The kids looked fascinated. “Why can’t we stay and watch?” cried one little girl. “That was interesting.”
“It’s not supposed to be interesting. This is an educational field trip.” The teacher ushered them along. “Go on, move.”
Robin and I ran through the front door, where an alarmed-looking cashier tried to charge us admission. I took command, “No time. This is a crisis.” I didn’t know if the mummy had threatened anyone; we just knew it was an emergency, something that was life or death… or other.” “Where’s the Egyptian wing?”
Renaissance. Death Warmed Over. Photo by Elena |
“South hall,” the cashier blurted. “But it’s being evacuated.”
“We know.” Robin pulled out her pocketbook, flashed her bar card from the Board of Professional Responsibility. “I’m the attorney representing Ramen Ho-Tep. I need to see him before the situation gets our of hand.”
“You’re a little late for that,” the cashier said.
Robin and I were already running through the security scanner. Since we hadn’t paid admission – and also because I was carrying my .38 – an alarm went off, but the museum guards were otherwise occupied. Robin seemed very upset to be breaking the rules, so I said to her, “Don’t worry, we’ll pay before we leave.”
Oddly enough, that mollified her.
We ran past the arachnid display, then the Sorcery and Alchemy Hall on our way to Ancient Egypt. In the central hall, we encountered the ambitious Necronomicon exhibit. The Metropolitan Museum had pulled strings and fought challenges in court for the right to display the thick tome. Two lawsuits claimed the book posed a danger to the human public, although the time to worry about danger had already passed.
Though we needed to get to Ramen Ho-Tep, I hesitated, feeling an eerie connection to the magical book. This very copy of the Necronomicon, bound in leather made from the cured skin of infants and penned in human blood, was the reason I had come back from the dead – the reason all the unnaturals were now alive and abroad.

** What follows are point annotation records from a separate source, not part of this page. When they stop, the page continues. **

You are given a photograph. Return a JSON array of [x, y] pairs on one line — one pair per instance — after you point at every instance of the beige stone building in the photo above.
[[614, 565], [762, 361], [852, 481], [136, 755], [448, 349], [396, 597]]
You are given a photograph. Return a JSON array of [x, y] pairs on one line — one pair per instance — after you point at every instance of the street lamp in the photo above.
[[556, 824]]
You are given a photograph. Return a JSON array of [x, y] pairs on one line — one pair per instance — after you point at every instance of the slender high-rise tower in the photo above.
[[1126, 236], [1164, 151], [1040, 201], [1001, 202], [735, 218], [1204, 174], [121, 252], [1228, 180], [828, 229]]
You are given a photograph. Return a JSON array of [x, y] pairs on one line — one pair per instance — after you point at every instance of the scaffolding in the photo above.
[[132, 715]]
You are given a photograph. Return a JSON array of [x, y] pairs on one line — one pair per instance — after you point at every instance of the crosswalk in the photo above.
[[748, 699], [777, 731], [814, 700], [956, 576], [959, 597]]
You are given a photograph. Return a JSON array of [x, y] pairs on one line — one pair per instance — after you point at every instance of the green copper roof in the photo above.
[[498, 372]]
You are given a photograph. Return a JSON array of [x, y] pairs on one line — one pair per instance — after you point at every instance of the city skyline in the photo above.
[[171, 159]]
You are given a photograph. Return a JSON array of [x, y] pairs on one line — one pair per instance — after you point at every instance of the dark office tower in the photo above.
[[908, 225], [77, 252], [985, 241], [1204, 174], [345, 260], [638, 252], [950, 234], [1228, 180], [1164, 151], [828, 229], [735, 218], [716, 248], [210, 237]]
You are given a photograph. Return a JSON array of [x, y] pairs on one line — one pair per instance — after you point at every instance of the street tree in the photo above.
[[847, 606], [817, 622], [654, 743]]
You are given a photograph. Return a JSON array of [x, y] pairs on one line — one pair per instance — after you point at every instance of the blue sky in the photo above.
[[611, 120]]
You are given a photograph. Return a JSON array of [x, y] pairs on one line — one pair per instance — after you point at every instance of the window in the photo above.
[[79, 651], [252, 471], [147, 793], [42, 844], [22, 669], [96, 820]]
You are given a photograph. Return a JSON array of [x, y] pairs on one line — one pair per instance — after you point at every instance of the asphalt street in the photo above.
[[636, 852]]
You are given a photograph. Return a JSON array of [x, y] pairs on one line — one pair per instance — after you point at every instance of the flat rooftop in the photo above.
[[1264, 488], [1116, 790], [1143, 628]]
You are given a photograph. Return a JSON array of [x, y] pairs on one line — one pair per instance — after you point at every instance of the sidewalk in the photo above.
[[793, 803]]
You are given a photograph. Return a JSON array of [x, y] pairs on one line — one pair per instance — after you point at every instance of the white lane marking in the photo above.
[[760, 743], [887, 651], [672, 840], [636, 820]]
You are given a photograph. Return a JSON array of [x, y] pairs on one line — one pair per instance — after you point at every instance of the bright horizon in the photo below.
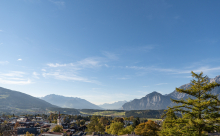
[[106, 51]]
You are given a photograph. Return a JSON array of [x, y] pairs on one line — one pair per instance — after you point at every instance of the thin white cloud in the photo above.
[[123, 78], [4, 62], [56, 65], [59, 3], [161, 84], [3, 81], [13, 74], [67, 77], [109, 55], [204, 69], [35, 75], [14, 77]]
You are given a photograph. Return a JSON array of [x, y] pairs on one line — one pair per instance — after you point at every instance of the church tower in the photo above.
[[59, 120]]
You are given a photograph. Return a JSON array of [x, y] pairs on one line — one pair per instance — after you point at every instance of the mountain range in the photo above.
[[15, 99], [157, 101], [115, 105], [153, 101], [69, 102]]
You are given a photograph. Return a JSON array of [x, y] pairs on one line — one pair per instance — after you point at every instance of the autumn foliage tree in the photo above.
[[58, 128]]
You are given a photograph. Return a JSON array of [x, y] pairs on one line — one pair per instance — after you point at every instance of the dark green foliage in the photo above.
[[95, 126], [200, 112], [136, 122], [145, 113]]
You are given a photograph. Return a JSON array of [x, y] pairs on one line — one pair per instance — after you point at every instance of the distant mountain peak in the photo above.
[[156, 101], [153, 93], [69, 102]]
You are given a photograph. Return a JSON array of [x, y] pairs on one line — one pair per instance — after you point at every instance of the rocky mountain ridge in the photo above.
[[113, 106], [15, 99], [69, 102], [157, 101]]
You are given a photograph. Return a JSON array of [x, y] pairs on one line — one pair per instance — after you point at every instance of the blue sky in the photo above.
[[106, 51]]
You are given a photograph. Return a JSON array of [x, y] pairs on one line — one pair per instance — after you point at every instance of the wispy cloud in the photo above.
[[67, 77], [161, 84], [204, 69], [14, 77], [109, 55], [36, 75], [4, 62], [123, 78], [59, 3], [56, 65]]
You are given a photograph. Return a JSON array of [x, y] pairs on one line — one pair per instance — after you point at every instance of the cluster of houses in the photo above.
[[37, 126]]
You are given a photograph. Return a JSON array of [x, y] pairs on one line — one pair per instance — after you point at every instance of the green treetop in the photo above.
[[200, 112]]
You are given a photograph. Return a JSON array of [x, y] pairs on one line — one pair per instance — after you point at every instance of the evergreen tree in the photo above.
[[170, 126], [200, 112], [95, 126], [149, 128]]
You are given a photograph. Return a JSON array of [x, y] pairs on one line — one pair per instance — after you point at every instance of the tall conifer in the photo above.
[[200, 112]]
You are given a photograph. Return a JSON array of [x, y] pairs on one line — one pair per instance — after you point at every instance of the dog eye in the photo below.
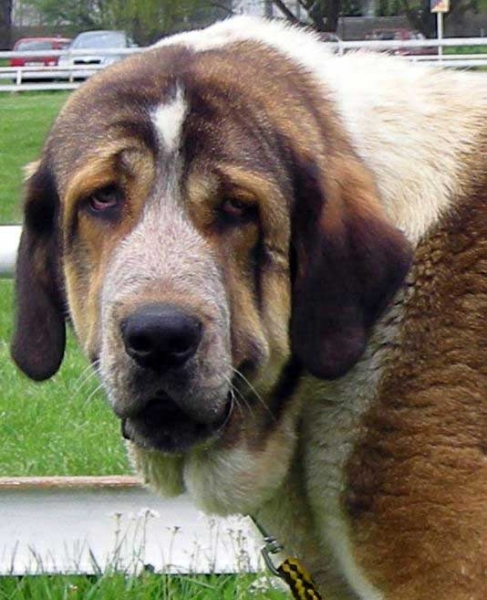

More than ten years ago, every rational person would have laughed at the possibility. Not anymore.
The planets had aligned in some sort of pattern that only astrologers considered significant. The original copy of the Necronomicon had inadvertently been left out under the light of a full moon, and a virgin woman (fifty-eight years old but a virgin nevertheless) had cut her finger (a paper cut, but a cut nevertheless) and spilled blood on the pages – which activated some buried spell and caused a fundamental shift in the natural order of things, unleashing ghosts and goblins, vampires and werewolves, zombies, ghouls, and all manner of monsters. Even the previously existing ones had come out of the closet.
The Big Uneasy.
Any further explanation, scientific or otherwise, was above my pay grade. The world had been dealing with the repercussions ever since.